En resumen, señor mío: no basta que usted haga paces de comedia con su hermana política, y le hable, y se concuerden para el gobierno. Es preciso que le perdone usted cuantas ofensas crea haber recibido de ella, y que el aborrecimiento se convierta en amor, en fraternal cariño.
— Y si no puedo conseguir eso — preguntó Torquemada con viva curiosidad —, ¿qué me pasará?
— Bien lo sabe usted, pues aunque ignora muchas cosas esenciales, no creo que se le haya olvidado el A B C de la doctrina cristiana.
— Ya, ya — indicó el tacaño con afectado humorismo de librepensador —. Para los que aman es el Cielo, y el Infierno para los que aborrecen.
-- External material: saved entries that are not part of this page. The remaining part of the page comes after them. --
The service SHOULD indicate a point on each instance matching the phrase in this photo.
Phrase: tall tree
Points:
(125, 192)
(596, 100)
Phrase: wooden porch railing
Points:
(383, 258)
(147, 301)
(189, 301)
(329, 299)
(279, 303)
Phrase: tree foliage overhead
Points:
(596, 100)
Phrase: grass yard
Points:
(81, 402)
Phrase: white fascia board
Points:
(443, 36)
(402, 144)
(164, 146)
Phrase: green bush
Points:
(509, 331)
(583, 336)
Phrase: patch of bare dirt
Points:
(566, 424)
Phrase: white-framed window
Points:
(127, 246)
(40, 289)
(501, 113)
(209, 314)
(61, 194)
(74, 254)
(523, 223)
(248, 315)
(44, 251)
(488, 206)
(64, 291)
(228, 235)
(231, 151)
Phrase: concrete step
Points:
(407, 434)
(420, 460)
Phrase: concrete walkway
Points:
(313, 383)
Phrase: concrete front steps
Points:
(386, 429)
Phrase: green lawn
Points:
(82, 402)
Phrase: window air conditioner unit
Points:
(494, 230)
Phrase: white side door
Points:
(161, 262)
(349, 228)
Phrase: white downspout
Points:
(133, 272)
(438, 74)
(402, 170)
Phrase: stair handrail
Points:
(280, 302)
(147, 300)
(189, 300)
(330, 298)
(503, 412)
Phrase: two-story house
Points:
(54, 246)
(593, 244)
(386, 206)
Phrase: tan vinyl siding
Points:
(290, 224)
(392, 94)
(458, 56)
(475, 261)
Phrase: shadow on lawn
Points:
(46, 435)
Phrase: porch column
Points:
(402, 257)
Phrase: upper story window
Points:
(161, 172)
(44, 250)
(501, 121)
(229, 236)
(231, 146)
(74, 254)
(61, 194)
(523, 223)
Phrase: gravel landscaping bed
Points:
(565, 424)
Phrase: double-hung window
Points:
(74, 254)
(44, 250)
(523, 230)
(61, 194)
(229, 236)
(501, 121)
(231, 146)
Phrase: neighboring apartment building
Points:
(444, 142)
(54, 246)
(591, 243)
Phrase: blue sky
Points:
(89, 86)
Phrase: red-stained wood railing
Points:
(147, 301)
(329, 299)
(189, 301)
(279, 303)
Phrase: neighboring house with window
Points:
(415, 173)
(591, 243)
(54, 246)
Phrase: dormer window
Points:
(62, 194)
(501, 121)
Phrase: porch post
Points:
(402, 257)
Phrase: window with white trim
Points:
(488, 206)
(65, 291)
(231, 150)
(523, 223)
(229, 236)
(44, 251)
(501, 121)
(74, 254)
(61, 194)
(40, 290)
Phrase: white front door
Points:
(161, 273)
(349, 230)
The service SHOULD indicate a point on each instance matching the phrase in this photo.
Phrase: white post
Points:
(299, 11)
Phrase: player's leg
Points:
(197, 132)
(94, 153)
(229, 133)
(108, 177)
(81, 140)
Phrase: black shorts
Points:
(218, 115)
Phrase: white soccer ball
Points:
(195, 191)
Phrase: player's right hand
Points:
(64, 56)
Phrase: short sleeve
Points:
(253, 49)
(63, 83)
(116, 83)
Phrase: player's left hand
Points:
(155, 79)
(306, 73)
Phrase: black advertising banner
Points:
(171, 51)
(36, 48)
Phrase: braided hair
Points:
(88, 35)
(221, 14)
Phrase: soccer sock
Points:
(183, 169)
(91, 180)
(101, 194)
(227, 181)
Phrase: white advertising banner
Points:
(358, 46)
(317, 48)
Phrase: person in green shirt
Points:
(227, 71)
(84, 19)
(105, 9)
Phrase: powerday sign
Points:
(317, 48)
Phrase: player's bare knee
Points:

Por mucho que usted me predique, padrito, no me convencerá de que yo he de condenarme.
— Eso... usted verá.
— No, si ya lo tengo bien visto. ¡Pues no faltaba más! ¡Condenarme! En cierta ocasión me dijo usted que las puertas del Cielo no se abrirían para mí, y...
vamos, aquello me afectó. Algunas noches me pasé sin dormir, devanándome los sesos, y diciéndome: "pero yo ¡ñales!, ¿qué he hecho para no salvarme?...".
— Vale más que se pregunte usted: "¿qué hago yo para merecer mi salvación?".
Me veo obligado a repetírselo, señor Marqués. Para ese fin sin fin no hace usted nada, o hace todo lo contrario de lo que debiera. ¿Tiene usted fe? No padre.
¿Cree usted lo que todo buen cristiano está obligado a creer? No padre. ¿Sofoca usted sus malas pasiones, destierra de su alma el rencor, ama usted a los que debe amar? No padre. ¿Pone frenos al egoísmo, haciendo todo el bien posible a sus semejantes? No padre. ¿Distribuye entre los menesterosos las enormes riquezas que le sobran? No padre. ¡Y el hombre que de tal modo se conduce, el hombre que, próximo ya al fin de la vida, no se cura de purificar su conciencia y de sanarla de tanta podredumbre, se atreve a decir: "¡que me abran la puerta de la morada celestial, pues allá voy yo, dispuesto a empujarla con mis manos puercas, o a sobornar al portero, que para eso me hizo Dios millonario, y marqués, y personaje eximio...!".